SHANGHAI, China (Reuters) -- In its bid to dress itself up as a modern metropolis, Shanghai aims to wash away one of the city's oldest practices -- the drying of laundry along busy streets.

City officials said on Monday the bustling commercial hub would increase fines on residents who drape laundry -- from diapers to underwear to quilts -- on bamboo poles overhanging sidewalks along major streets and tourist centers.

These ubiquitous sights are eyesores that soil Shanghai's image as a regional financial capital and host of numerous international events including the Asia-Pacific Economic Cooperation (APEC) summit in October, officials say.

"If a company hangs a dirty mop on a main street, it damages the city's beautiful landscape," an official at the Shanghai Environmental Sanitation Bureau told Reuters.

The new rules, which take effect on April 1, are arousing the ire of many Shanghai residents, who are already banned from drying their clothes on several main roads like the fashionable shopping thoroughfares of Nanjing Road and Huaihai Road.

The ban will widen in April to areas around these streets and scenic spots like the Yuyuan Gardens, officials said.

Individual offenders will be fined up to 20 yuan ($2.40) per violation, up from five yuan now, and businesses will see new penalties of up to 200 yuan, the city official said.
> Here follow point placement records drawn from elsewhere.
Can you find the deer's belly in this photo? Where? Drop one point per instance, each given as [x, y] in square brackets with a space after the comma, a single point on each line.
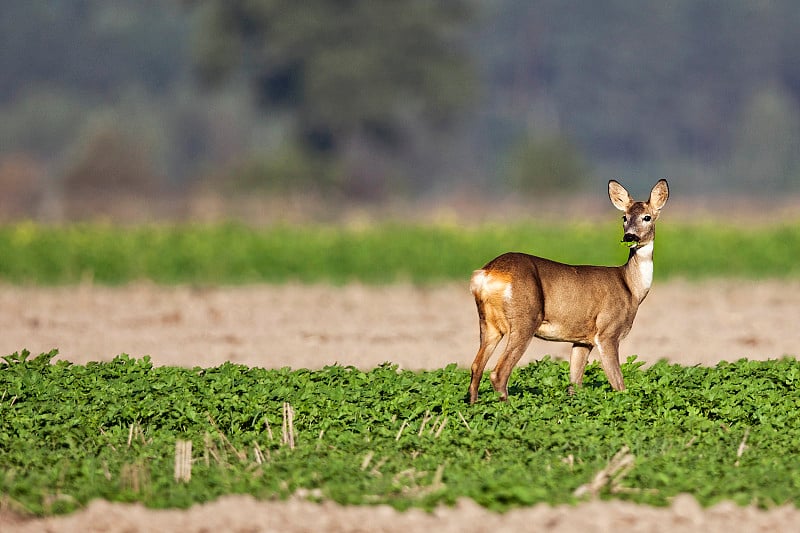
[550, 331]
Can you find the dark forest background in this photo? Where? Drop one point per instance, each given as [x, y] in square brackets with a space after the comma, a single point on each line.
[368, 100]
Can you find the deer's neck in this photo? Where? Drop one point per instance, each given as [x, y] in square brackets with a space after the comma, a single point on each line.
[639, 270]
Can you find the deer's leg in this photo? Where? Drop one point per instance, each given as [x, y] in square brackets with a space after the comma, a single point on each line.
[609, 360]
[518, 340]
[490, 337]
[577, 364]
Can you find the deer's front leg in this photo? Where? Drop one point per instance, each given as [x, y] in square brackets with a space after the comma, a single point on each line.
[577, 364]
[609, 360]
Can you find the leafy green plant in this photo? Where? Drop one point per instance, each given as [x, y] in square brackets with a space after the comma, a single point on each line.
[382, 253]
[71, 433]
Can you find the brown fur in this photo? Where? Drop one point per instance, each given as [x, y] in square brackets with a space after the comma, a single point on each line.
[521, 296]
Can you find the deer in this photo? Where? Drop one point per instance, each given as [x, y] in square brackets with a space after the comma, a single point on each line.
[520, 296]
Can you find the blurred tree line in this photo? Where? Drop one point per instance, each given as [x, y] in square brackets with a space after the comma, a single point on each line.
[366, 99]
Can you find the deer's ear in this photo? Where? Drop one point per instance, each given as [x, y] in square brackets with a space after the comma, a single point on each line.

Many Shanghai residents objected to the new rules, saying the government doesn't understand the trials of life in a city where most apartments are damp, cramped and dusty.

"Of course we have to hang our laundry out in the streets to dry -- where else can we get enough sunlight?" said Yang Huailei, a 28 year-old laborer.
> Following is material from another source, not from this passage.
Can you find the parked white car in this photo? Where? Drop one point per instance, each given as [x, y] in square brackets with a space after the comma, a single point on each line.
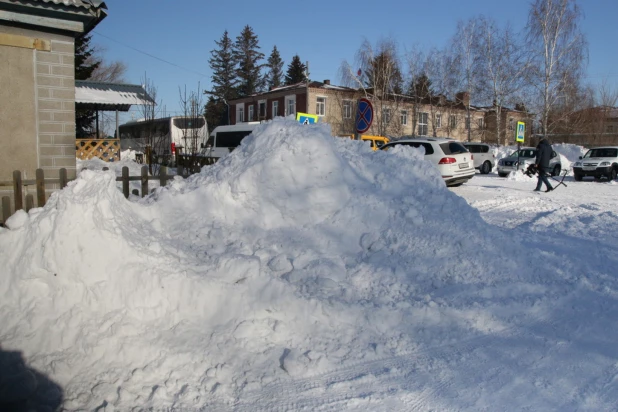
[484, 157]
[598, 162]
[527, 156]
[453, 160]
The semi-official China News Service urged residents to find creative solutions, quoting the new environmental rules as saying "it hurts the image of Shanghai as an international metropolis to hang shirts, socks and underwear out to dry in the streets."

Noting that many families live under extremely poor housing conditions, it said: "It takes some imagination for them to figure out the drying problem."